Of the SYT isoforms that modulate insulin secretion in islets and in derived cell lines, only SYT isoforms with putative biological function in insulin-secreting cells will be considered in the following sections (Table 1).
SYTI and SYTII
SYTI and II were initially located in nerve endings within the rat islet and to somatostatin-secreting δ-cells in the islet periphery (37). In addition, rat insulinoma RINm5F cells were also stained positive. The authors employed a non-isoform-specific antibody probably reacting mainly with SYT I. The exclusive expression of SYT I in δ-cells of the islets has since been established (7). Clonal β-cell lines, including rat insulinoma INS-1 cells, promiscuously express SYT I and II. Both isoforms were shown to be implicated in Ca2+- but not GTPγS- (activator of G proteins) induced insulin secretion in hamster HIT-T15 and INS-1 cells (42). These results were later corroborated by RNA interference directed against SYT I in INS-1 cells. In addition, silencing of SYT I markedly reduced the fast component of endocytosis as assessed by patch-clamp recordings (84). These findings suggest that SYT I can regulate as well exocytosis as endocytosis of LDCVs reminiscent of its actions in synaptic vesicle exocytosis and recycling in nerve endings. There are several publications concurring with the absence of SYT I and II in native primary β-cells (7, 23, 42).

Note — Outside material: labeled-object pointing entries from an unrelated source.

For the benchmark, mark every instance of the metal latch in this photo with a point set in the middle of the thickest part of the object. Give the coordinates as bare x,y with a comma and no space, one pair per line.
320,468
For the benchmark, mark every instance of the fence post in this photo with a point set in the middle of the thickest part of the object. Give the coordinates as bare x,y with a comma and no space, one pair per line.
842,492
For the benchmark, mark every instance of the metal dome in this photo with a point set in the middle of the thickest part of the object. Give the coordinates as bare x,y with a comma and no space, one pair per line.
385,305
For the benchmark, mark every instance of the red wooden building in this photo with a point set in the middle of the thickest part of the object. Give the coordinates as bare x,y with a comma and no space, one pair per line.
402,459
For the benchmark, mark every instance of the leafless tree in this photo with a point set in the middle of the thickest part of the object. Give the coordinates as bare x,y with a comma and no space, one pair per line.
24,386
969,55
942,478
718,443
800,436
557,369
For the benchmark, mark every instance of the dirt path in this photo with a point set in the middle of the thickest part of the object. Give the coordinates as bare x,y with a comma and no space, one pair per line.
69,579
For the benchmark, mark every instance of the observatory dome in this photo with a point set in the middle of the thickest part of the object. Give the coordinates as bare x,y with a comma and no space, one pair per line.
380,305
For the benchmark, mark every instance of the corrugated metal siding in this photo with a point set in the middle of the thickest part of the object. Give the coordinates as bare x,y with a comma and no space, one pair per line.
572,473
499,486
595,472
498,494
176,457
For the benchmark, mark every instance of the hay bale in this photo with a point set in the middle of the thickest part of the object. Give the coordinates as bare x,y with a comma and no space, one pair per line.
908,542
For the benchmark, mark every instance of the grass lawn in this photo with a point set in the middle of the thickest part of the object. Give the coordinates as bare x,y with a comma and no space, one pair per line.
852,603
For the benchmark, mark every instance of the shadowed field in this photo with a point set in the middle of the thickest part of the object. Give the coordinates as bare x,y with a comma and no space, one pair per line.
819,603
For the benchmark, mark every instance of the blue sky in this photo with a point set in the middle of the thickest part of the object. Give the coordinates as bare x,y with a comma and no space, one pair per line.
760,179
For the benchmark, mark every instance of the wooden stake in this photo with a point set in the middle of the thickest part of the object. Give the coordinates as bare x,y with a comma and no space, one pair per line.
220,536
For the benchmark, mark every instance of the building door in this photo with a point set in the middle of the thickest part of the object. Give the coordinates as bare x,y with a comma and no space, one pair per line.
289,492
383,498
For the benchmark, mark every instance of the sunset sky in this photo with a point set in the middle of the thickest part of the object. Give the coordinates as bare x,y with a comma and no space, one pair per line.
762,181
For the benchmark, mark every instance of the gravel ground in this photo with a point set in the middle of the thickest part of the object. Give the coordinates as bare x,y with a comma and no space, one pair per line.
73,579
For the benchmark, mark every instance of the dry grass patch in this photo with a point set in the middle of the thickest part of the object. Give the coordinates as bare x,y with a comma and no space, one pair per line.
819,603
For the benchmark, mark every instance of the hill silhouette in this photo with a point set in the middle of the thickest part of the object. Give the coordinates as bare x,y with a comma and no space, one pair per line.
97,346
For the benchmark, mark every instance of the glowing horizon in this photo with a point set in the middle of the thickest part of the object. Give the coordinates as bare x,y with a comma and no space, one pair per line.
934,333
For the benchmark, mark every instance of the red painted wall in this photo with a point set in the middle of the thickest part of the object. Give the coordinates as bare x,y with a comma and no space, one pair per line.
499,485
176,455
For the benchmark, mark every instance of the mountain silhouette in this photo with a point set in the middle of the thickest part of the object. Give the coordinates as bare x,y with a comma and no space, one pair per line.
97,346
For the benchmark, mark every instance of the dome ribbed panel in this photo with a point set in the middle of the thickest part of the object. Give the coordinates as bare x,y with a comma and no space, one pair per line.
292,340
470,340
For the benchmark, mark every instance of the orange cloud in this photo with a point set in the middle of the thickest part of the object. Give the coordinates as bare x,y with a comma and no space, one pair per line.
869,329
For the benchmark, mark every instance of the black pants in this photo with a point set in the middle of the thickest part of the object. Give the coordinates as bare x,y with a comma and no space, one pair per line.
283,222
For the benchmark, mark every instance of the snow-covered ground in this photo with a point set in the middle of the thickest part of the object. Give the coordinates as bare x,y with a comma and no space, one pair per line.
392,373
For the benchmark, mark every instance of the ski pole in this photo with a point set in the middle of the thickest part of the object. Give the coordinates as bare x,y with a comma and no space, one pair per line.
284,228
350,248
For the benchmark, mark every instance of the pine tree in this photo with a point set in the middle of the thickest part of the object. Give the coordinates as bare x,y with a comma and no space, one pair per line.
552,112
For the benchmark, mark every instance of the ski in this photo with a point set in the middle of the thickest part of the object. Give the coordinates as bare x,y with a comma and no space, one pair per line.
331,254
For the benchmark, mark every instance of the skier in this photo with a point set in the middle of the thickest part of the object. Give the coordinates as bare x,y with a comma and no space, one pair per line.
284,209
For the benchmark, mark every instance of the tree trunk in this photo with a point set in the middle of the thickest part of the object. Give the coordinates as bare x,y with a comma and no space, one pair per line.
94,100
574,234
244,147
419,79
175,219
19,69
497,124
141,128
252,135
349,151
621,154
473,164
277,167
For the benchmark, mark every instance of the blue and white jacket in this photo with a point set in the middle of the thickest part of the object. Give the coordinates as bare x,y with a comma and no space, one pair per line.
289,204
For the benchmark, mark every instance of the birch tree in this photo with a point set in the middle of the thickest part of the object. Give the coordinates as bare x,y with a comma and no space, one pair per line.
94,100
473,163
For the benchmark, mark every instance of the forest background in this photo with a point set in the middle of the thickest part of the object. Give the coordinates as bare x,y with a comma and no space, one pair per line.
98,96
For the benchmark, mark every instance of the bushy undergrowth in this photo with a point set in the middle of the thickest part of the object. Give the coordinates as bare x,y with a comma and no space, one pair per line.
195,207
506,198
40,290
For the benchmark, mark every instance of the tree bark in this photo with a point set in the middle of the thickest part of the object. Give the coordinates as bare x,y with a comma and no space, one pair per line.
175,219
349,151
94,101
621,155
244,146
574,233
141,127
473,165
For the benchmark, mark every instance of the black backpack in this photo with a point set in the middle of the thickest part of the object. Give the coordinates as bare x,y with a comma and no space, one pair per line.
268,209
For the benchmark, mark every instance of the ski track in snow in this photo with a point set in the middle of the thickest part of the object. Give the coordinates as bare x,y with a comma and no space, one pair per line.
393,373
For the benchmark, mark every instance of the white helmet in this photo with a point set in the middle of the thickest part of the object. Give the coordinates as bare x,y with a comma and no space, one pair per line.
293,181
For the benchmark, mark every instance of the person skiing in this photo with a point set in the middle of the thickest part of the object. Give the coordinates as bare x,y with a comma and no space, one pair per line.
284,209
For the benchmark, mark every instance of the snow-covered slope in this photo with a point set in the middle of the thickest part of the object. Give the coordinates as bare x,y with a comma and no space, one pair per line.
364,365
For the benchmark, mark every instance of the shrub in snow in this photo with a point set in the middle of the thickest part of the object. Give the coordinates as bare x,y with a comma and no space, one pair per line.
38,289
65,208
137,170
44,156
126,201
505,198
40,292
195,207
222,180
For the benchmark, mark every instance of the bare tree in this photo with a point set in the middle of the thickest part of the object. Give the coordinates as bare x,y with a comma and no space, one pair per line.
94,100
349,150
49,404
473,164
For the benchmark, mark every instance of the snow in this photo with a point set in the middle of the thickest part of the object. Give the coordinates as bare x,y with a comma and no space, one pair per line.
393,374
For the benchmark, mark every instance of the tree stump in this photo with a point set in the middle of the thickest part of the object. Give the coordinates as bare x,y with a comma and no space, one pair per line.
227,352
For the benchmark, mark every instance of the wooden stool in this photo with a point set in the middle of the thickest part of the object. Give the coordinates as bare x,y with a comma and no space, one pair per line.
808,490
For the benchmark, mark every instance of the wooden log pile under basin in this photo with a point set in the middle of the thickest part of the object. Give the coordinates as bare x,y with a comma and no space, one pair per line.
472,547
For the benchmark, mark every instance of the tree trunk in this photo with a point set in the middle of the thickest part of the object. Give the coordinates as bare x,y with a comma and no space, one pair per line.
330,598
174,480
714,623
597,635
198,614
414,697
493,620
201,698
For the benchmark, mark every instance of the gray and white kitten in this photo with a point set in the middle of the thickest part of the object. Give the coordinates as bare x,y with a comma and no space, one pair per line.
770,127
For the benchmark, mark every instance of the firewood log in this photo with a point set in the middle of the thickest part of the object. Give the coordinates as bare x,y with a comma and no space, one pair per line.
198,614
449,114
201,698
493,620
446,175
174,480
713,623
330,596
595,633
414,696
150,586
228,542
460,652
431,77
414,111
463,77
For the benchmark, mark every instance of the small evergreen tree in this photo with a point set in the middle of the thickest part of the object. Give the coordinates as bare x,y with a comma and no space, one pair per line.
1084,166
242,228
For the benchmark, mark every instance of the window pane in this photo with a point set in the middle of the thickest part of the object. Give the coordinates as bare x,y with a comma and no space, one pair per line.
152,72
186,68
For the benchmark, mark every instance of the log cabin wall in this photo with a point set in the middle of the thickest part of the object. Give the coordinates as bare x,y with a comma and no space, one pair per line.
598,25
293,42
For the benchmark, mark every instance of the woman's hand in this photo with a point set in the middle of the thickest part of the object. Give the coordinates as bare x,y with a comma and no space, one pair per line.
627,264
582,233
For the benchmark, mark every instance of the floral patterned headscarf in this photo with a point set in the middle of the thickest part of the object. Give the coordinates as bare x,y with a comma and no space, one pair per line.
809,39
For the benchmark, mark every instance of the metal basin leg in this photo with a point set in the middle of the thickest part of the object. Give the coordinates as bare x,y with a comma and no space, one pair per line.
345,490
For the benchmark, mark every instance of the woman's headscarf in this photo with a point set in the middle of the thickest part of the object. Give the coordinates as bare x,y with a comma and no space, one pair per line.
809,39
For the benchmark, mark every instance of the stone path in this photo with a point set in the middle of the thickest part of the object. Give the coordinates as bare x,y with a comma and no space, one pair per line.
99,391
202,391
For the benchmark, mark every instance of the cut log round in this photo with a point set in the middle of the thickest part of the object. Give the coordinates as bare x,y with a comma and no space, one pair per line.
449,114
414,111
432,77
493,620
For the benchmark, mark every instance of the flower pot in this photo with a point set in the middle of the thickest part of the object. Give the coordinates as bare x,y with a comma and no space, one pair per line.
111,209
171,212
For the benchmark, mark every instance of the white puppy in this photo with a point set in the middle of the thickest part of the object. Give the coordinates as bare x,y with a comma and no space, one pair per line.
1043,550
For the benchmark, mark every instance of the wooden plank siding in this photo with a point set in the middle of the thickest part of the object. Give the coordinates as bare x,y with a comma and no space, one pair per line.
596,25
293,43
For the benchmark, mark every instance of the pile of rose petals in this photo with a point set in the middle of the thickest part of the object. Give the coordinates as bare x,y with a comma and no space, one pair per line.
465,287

The expression and function of SYT III in pancreatic β-cells has been controversial. Three independent studies localized SYT III to secretory granules of primary β-cells and clonal Min6, βTC3, RINm5F, and HIT-T15 cells (7, 23, 51). Functional evidence for its implication in Ca2+-stimulated insulin secretion was obtained in permeabilized preparations of the cell lines or by measuring capacitance by the patch clamp technique. A fourth study confirmed SYT III expression in Min6, HIT-T15, and RINm5F cells (29). However, the isoform was not present in primary rat β-cells or in INS-1 cells but rather in islet δ-cells. Furthermore, rather than targeting to granules (7, 23, 51), transient transfections of primary β-cells caused plasma membrane localization of SYT III (29). Consistent with the lack of SYT III expression in native β-cells, a recombinant C2AB domain peptide did not compete with endogenous SYTs to inhibit calcium-induced exocytosis in permeabilized cells (29). Further studies should elucidate the putative role of SYT III in somatostatin secretion.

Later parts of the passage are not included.